In this case, a CGT event occurred when the business was sold. You made a capital gain as a result of the sale. You were a SBE and the business was an active asset.
Therefore you satisfy the basic conditions for the small business CGT concessions.
15 year exemption
Under section 152-105 of the ITAA 1997, an individual can disregard a capital gain from a CGT event if:
(a) you satisfy the basic conditions for the small business CGT concessions;
(b) you continuously owned the CGT asset for the 15-year period ending just before the CGT event happened; and
(c) when the CGT event happened:
• you were permanently incapacitated, or
• you were 55 years old or older, and the event happened in connection with your retirement.

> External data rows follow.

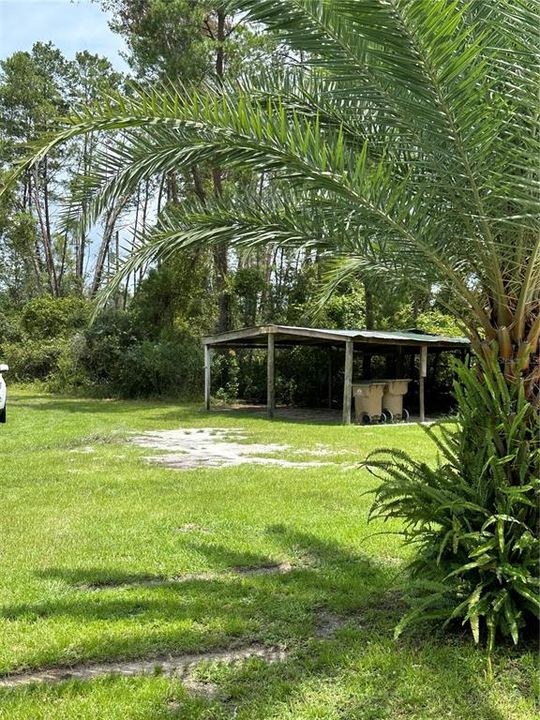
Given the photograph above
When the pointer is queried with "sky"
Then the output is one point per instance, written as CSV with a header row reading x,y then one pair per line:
x,y
70,25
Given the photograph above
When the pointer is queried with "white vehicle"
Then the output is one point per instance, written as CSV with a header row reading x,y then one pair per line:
x,y
3,393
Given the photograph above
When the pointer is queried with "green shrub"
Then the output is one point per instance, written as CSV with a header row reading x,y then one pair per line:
x,y
474,516
47,317
30,359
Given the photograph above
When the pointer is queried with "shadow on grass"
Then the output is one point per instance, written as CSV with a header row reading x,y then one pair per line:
x,y
359,673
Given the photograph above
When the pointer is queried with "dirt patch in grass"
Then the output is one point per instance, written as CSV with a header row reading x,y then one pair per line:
x,y
181,666
244,571
189,449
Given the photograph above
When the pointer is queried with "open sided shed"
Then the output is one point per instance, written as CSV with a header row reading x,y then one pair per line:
x,y
270,337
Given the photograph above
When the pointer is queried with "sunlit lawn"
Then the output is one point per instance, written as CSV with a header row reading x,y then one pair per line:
x,y
82,513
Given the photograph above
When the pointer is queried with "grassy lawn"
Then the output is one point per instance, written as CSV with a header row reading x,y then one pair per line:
x,y
86,523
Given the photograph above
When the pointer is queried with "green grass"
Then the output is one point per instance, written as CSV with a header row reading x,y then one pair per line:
x,y
81,508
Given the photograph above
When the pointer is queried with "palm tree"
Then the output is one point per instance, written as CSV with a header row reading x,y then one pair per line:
x,y
402,139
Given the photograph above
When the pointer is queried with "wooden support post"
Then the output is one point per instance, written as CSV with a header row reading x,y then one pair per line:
x,y
347,382
207,375
270,377
422,374
330,379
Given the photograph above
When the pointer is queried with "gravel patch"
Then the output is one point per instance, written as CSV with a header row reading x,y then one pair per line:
x,y
189,449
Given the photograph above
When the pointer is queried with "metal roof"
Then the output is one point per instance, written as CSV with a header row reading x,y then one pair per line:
x,y
286,335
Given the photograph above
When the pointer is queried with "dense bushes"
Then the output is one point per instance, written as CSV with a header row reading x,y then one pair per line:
x,y
51,340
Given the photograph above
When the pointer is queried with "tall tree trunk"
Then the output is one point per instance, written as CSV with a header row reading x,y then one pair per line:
x,y
221,261
44,226
108,231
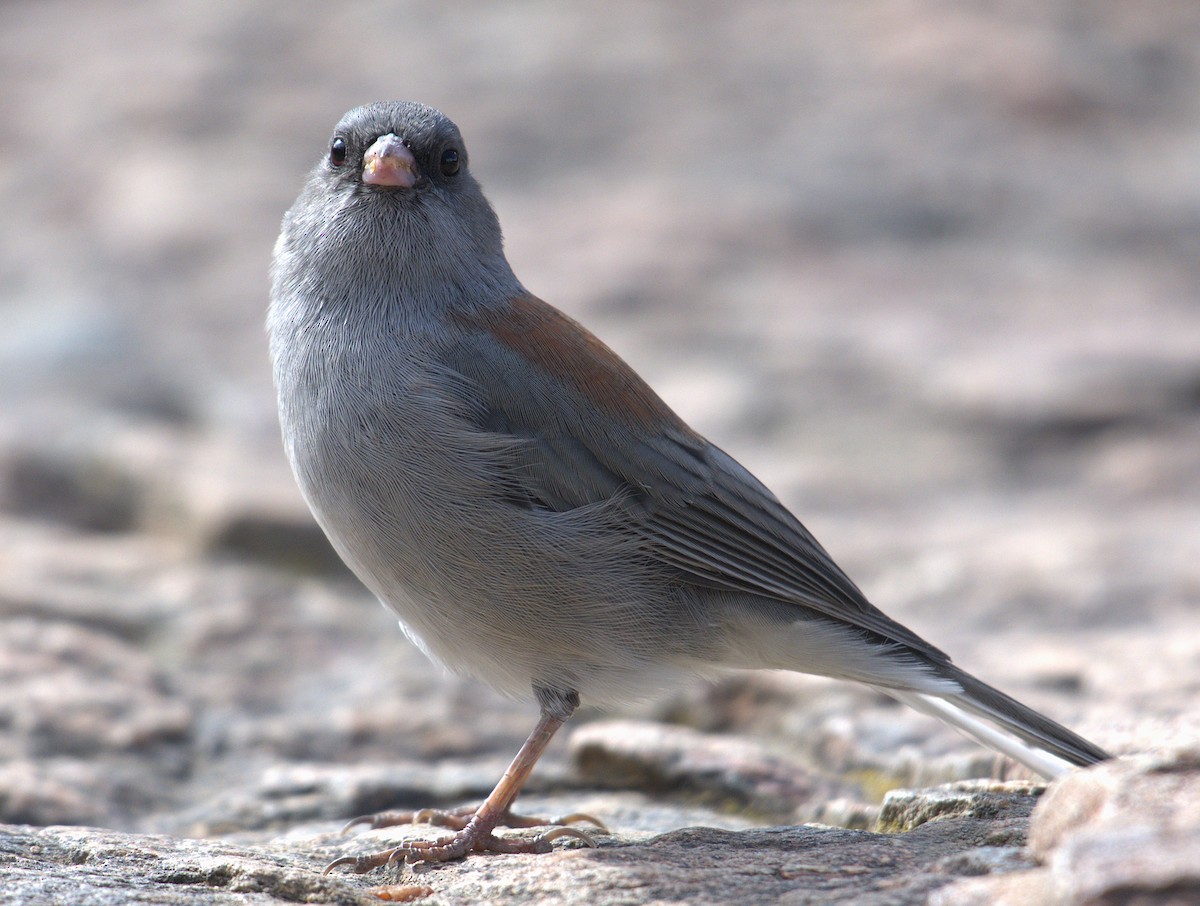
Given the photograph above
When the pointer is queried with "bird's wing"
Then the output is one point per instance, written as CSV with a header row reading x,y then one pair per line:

Whether a CGT event happens in connection with an individual's retirement depends on the particular circumstances of each case. There would need to be at least a significant reduction in the number of hours the individual works or a significant change in the nature of their present activities to be regarded as a retirement.
Application to your circumstances
In this case you satisfied the basic conditions. You continuously owned the business for more than 15 years. You are over 55 years of age at the time of the sale. Given the limited number of hours you will continue to work servicing the small part of the business you have retained and assisting the new owners, we accept that the CGT event happened in connection with your retirement. Therefore you are entitled to disregard the capital gain under the small business 15 year exemption.